テーブルの上には、テレビのリモコンや花瓶が置いてある。三人はゆうに座れるであろう大きなソファー。テレビは私の家で使っているものよりもはるかに大きなものだった。
「これ、webカメラなんだ。映ってるの、僕の家だよ」
「幹直君の?」
なんでまた、そんな映像を見ているんだろう。そう思った矢先、画面に赤茶色の毛並みをした犬が映りこんで、私はすぐに理解した。
「これ、前に飼ってるって話してた、チロルちゃん?」
「そう。これ、ペットの留守番をカメラで確認できるやつ。うち共働きで日中誰もいないからさ、たまにこうやってイタズラしてないかチェックしてるんだよね」
画面の中では、よく幹直君の話に登場していたトイ・プードルが、短い手足でとことことリビングを歩き回っていた。ちゃんとしつけをされているのか、テーブルの上に乗ってイタズラをすることはない。リビングに置かれた自分の水を飲みに来たようだった。
「ネットでログインすれば、こうやって外で様子見れるんだ。茜ちゃんよくチロルのこと見たがってたから、見せてあげようと思って」
「すごい、かわいい!」
携帯電話の画面で見せてもらったことはあったけど、やっぱり写真と動いているものとは違った。話で聞いていたとおりの姿に、私は画面を食い入るように見つめてしまう。
「ほんとに、テディ・ベアカットなんだね! いいなぁ、私の家ペットだめなんだ。いいなぁ、かわいいなぁ」
私の部屋にたくさんあるテディ・ベアたち。あのふわふわな手触りと愛くるしい表情が大好きで、集めに集めた私のコレクション。そんなベアによく似た犬が画面の向こうで歩き回る姿があまりにも可愛くて、私は場所も忘れて大きな声で話してしまっていた。
周囲の視線が自分に集まったことに気づいて、私はあわてて声のトーンをおとす。そんな私を見て、幹直君はくすりと笑った。
「茜ちゃんは可愛いね」
「えっ」
「チロルみたい」
それははたして褒めているのかどうか。でも私は、幹直君の言葉に顔が赤くなってしまう。そんな優しい表情で、可愛いねなんて言われたら、私今夜は眠れないかもしれない。
「いつも思ってたんだよね。髪なんか天パでふわふわしてて、ちっちゃくてちょこまか僕のまわり歩いてきて。
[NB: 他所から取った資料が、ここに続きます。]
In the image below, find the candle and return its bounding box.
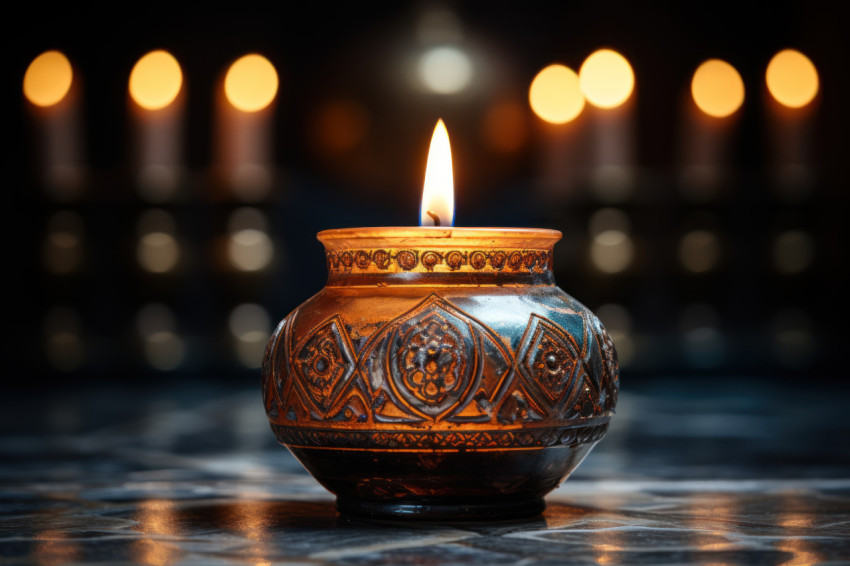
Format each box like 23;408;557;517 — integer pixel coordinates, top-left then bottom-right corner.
765;49;820;202
128;50;184;202
217;53;278;202
23;51;84;201
263;122;619;520
682;59;744;202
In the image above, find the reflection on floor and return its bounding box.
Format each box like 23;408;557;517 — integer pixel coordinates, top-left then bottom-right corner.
0;380;850;565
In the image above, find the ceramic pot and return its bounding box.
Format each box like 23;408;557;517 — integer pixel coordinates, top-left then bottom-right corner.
263;228;619;520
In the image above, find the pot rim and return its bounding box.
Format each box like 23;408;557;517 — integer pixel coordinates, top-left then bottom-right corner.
316;226;562;251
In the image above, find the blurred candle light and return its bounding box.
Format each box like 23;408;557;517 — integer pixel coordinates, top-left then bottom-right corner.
528;64;584;124
419;120;454;226
136;210;180;274
419;45;473;94
588;208;634;274
23;50;84;201
681;59;745;202
765;49;820;108
691;59;744;118
128;50;183;202
578;49;635;202
218;53;279;201
528;63;585;205
765;49;820;202
227;207;275;272
579;49;635;108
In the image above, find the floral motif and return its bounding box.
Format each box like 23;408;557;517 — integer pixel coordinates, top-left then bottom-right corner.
396;315;466;405
469;252;487;269
327;249;551;273
293;317;355;411
396;250;416;271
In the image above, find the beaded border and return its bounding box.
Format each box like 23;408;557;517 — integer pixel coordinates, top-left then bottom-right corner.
326;249;552;273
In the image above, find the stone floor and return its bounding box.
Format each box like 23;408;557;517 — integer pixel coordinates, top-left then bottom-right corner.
0;378;850;565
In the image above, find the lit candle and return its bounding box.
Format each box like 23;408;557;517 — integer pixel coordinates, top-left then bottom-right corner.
765;49;820;201
218;54;278;202
579;49;635;202
128;50;183;202
23;51;84;201
682;59;744;201
263;121;619;520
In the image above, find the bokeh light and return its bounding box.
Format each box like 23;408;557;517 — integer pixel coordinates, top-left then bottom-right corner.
765;49;819;108
590;230;635;273
691;59;744;118
528;64;584;124
136;209;180;273
419;46;473;94
227;207;274;272
24;51;74;107
129;50;183;110
578;49;635;108
224;53;278;112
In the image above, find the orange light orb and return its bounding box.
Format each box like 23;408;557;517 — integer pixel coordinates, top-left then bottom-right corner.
129;50;183;110
224;53;278;112
765;49;819;108
691;59;744;118
578;49;635;108
24;51;74;108
528;64;584;124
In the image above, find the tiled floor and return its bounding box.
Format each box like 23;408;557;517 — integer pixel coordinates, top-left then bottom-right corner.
0;379;850;565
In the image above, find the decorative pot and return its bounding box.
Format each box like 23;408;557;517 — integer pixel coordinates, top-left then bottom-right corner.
263;228;619;520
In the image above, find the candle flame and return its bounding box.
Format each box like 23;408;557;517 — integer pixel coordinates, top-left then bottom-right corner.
419;119;455;226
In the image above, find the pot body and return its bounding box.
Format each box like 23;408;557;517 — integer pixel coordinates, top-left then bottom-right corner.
263;229;619;520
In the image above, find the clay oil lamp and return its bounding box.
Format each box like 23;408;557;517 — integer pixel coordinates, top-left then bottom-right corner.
263;121;619;521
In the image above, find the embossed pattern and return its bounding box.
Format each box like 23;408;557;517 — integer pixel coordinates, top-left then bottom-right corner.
326;249;552;273
265;296;619;448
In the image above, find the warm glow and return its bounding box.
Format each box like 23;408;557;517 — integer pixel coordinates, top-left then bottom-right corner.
528;65;584;124
419;120;455;226
130;50;183;110
224;54;278;112
419;47;472;94
24;51;74;107
578;49;635;108
765;49;819;108
691;59;744;118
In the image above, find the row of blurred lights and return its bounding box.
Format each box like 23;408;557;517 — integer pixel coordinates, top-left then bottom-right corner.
23;50;278;112
528;49;819;124
44;303;271;371
42;207;815;275
44;303;817;371
23;47;819;124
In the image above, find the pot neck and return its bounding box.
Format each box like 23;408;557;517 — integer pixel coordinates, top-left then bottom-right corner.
317;227;561;286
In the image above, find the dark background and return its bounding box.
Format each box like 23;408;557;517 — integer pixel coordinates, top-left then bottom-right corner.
3;2;850;387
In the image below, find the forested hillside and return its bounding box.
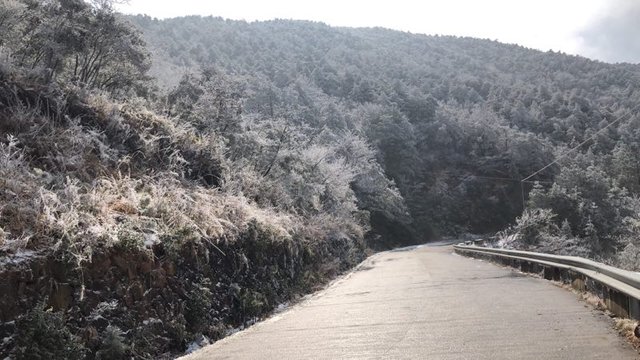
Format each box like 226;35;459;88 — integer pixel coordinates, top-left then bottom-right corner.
0;0;640;359
132;16;640;257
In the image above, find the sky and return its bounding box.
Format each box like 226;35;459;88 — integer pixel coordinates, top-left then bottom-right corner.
118;0;640;63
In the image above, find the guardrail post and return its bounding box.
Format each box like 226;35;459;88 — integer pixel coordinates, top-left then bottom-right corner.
629;297;640;320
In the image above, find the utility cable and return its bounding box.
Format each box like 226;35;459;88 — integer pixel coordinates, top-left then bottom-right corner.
522;104;640;182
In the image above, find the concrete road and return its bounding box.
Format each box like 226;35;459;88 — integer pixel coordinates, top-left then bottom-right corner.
185;246;639;360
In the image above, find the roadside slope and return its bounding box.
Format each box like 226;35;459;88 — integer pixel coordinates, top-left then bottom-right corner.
184;247;638;360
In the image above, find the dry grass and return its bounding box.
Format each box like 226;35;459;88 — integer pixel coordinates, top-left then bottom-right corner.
614;318;640;350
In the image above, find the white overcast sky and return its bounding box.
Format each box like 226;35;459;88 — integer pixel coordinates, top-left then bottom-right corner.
119;0;640;61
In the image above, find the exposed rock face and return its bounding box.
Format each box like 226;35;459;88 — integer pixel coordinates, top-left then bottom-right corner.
0;225;364;358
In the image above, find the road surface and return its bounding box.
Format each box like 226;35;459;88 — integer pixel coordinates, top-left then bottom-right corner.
184;246;639;360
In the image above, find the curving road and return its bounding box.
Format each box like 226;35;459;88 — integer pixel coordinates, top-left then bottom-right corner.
184;246;639;360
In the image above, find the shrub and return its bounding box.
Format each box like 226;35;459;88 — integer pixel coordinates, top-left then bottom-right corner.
15;305;86;360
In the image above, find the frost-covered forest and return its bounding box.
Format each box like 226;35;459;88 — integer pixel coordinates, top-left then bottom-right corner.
0;0;640;359
131;16;640;267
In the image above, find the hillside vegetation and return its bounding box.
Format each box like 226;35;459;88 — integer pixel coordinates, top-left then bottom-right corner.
0;0;640;359
131;16;640;258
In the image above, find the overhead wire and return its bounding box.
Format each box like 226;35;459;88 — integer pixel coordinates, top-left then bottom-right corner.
522;104;640;181
520;104;640;210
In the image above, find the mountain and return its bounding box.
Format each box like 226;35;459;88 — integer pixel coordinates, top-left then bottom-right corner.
130;16;640;248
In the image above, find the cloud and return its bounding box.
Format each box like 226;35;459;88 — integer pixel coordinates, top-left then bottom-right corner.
578;0;640;63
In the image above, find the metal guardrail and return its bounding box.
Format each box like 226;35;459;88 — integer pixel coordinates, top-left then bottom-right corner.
454;241;640;319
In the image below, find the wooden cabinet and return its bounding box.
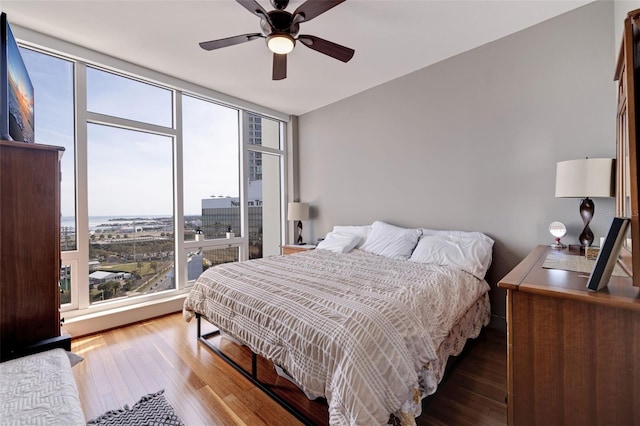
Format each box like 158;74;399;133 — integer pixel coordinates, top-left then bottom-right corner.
498;246;640;426
0;141;64;359
280;244;316;255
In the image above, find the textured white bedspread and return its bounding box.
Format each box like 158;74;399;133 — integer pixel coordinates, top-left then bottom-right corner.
183;250;489;425
0;349;86;426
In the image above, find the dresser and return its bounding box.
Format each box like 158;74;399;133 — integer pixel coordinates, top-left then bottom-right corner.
498;246;640;426
0;141;64;360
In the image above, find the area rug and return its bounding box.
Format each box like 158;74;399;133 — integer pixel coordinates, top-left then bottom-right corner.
87;389;184;426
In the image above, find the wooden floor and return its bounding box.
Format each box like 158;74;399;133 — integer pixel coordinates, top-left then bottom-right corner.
72;313;507;426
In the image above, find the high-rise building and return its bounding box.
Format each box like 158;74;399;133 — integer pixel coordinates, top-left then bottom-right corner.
247;114;262;182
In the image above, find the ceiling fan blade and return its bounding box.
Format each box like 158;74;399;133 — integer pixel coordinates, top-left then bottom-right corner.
200;33;264;50
298;34;356;62
273;53;287;80
293;0;346;22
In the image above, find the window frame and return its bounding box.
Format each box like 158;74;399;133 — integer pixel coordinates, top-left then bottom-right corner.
13;26;291;319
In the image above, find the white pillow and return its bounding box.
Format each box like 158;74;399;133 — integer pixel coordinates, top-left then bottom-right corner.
316;231;360;253
360;221;422;260
333;225;371;248
409;230;493;279
422;228;493;273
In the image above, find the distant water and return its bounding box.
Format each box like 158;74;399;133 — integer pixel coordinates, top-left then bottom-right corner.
60;215;171;231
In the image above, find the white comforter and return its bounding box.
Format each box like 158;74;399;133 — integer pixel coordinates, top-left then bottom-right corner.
0;349;86;426
183;250;489;425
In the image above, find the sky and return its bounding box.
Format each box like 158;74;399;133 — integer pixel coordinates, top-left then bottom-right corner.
20;48;239;216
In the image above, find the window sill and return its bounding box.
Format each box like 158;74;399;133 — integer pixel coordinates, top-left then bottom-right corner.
60;293;188;337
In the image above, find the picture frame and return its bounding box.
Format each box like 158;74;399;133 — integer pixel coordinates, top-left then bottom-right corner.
587;217;631;291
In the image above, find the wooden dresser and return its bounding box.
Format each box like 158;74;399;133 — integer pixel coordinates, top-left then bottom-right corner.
0;141;64;360
498;246;640;426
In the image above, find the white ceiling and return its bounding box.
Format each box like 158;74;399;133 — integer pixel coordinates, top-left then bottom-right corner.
0;0;593;115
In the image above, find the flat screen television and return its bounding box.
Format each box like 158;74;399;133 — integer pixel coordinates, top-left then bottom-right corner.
0;13;35;142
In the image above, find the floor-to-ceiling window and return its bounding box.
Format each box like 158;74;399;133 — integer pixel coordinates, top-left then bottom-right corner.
21;40;285;313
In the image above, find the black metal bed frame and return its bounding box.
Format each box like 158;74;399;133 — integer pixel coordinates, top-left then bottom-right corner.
196;313;484;426
196;313;316;426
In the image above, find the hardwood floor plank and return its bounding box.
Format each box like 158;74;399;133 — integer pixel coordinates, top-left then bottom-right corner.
72;313;507;426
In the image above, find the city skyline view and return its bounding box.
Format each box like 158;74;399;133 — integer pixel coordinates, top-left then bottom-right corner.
20;48;239;216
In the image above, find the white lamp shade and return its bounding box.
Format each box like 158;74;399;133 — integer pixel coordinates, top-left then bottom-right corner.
287;203;309;220
556;158;615;198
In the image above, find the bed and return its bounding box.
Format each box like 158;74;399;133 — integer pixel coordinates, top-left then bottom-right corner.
0;348;86;426
183;222;493;425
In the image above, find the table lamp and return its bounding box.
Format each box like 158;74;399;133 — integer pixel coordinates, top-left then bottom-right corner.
287;202;309;245
556;158;615;248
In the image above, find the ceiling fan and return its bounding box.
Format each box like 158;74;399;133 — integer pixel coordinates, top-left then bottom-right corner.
200;0;355;80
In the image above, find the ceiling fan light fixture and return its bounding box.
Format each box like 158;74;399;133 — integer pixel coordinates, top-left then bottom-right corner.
267;34;296;55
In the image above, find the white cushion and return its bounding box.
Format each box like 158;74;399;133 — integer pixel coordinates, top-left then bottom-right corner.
361;221;422;260
316;231;360;253
333;225;371;248
409;229;493;279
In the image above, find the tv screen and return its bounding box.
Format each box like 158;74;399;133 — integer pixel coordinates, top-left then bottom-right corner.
0;13;35;142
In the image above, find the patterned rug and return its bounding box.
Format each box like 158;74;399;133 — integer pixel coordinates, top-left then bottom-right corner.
87;390;184;426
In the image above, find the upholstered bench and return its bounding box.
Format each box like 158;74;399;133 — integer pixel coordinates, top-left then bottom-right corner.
0;340;86;426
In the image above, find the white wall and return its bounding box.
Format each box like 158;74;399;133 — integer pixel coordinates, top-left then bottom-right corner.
298;2;617;326
613;0;640;49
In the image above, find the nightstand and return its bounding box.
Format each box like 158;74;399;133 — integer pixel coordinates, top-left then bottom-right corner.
280;244;316;255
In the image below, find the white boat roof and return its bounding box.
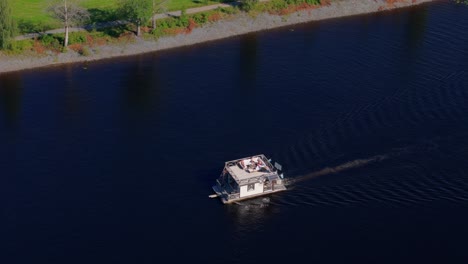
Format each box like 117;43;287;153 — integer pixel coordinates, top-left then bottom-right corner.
225;154;275;183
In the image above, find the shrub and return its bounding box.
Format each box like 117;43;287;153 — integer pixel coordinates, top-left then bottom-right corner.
40;34;62;51
8;39;34;54
240;0;258;12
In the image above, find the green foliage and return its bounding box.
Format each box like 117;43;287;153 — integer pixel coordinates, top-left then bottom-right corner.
0;0;16;49
118;0;152;26
78;46;91;57
18;19;54;33
40;34;63;51
69;32;89;44
240;0;259;12
7;39;34;54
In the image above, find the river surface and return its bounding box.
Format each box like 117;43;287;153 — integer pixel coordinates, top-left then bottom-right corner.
0;1;468;264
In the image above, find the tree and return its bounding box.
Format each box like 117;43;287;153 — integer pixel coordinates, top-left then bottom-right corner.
151;0;168;29
47;0;89;47
0;0;16;49
119;0;153;36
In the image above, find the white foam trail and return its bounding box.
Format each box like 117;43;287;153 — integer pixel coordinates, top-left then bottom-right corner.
285;155;389;185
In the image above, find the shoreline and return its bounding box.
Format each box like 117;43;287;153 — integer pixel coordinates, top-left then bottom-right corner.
0;0;435;74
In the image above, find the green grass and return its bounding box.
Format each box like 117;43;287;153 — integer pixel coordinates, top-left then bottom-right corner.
11;0;228;33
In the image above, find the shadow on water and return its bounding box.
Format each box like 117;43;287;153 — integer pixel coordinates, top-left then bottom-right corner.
239;34;259;89
0;73;23;130
405;6;429;54
122;56;163;117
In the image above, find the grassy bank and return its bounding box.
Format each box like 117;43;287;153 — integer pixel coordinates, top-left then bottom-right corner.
11;0;227;33
3;0;330;56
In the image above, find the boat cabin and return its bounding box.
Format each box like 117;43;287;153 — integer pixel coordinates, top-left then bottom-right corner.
213;154;286;203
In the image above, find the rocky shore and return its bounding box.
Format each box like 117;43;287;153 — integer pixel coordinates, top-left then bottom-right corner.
0;0;434;73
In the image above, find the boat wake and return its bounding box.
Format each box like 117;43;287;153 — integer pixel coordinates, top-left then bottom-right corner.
285;155;390;186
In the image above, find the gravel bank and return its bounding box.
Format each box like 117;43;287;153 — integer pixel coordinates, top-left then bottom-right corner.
0;0;434;73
テディ・ベアが好きだっていう茜ちゃんがテディ・ベアみたい」
まさか幹直君がそんな風に思っていてくれたなんて。彼が貸してくれた漫画のヒロインのように切ったこのショートボブが、役に立つ日がようやく来た。幹直君が私の頭を撫でてくれて、本当に興奮して倒れそうだった。
幹直君のことをもっと知りたい。私は強く、そう思う。幹直君の情報をもっと集めたい。
幹直君が欲しい。
「そろそろ予鈴鳴るから行こうか?」
私の耳からイヤホンを抜いて、幹直君は聴いていた音楽を止める。インターネットを消す前に、webカメラのIDとパスワードの履歴をきっちりと消去していた。